Het stafdorp krijgt hierdoor een unieke herbestemming en het erfgoed van SURALCO/ALCOA blijft behouden.
Op dit moment vereist Stafdorp veel onderhoud en om het te ontwikkelen tot Moengo Science Park als onderdeel en motor van Greenport Marowijne, is er een behoorlijke investering nodig. Stafdorp is onderdeel van Moengo en zal voor altijd verbonden blijven aan de naam en geschiedenis van de SURALCO en de ALCOA. Als nalatenschap en om de goede naam van de SURALCO en ALCOA hoog te houden, zal de SURALCO in samenwerking met de ALCOA substantieel moeten investeren in de verdere ontwikkeling van Stafdorp tot het Moengo Science Park als onderdeel van Greenport Marowijne.
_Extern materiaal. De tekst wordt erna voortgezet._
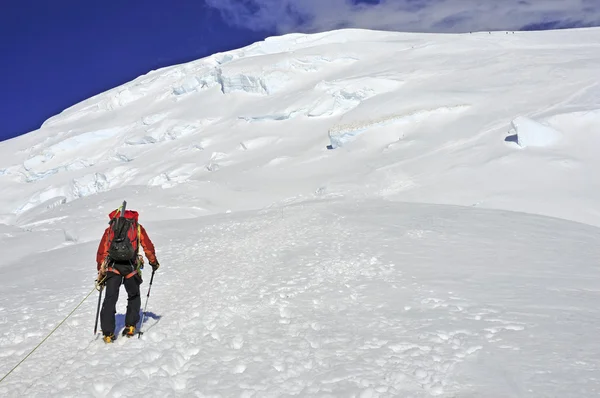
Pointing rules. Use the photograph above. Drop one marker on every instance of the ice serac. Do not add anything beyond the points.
(530, 133)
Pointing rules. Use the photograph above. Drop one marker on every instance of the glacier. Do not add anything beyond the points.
(445, 244)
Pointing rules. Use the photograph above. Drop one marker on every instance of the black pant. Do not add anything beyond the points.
(113, 284)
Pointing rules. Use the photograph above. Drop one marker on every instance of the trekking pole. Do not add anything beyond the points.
(146, 305)
(101, 285)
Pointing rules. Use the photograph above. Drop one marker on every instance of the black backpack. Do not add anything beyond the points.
(123, 239)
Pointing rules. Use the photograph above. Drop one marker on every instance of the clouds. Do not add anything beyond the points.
(285, 16)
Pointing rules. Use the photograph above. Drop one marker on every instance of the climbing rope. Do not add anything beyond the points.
(49, 334)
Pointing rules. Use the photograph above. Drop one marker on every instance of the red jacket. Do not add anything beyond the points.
(145, 241)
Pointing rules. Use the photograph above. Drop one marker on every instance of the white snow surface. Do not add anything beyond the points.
(446, 244)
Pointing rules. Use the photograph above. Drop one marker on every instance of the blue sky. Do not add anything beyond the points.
(57, 53)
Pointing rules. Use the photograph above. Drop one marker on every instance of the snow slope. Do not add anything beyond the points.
(352, 213)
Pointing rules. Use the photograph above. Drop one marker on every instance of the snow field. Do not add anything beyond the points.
(388, 265)
(291, 301)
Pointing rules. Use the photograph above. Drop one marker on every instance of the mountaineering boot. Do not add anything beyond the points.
(129, 331)
(109, 338)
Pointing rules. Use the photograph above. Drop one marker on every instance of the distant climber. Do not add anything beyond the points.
(118, 261)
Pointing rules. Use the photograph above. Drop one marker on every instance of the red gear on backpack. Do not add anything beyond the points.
(144, 240)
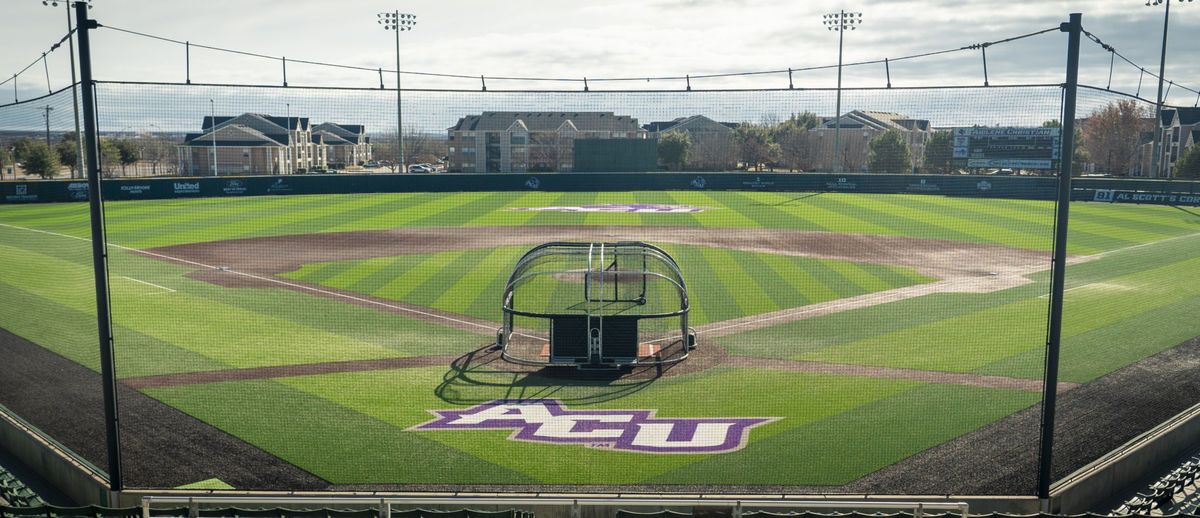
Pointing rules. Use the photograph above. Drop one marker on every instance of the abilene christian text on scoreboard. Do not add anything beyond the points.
(1015, 148)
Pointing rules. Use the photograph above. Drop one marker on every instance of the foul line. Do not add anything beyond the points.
(335, 294)
(150, 284)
Het is ook een nalatenschap na ongeveer 100 jaar en om de regio een push te geven naar verdere ontwikkeling.

Dit project, om Stafdorp te maken tot de motor van de herontwikkeling van Moengo en omstreken, is aan de overheid en de SURALCO gepresenteerd. De voortgang hiervan is afhankelijk van hun steun.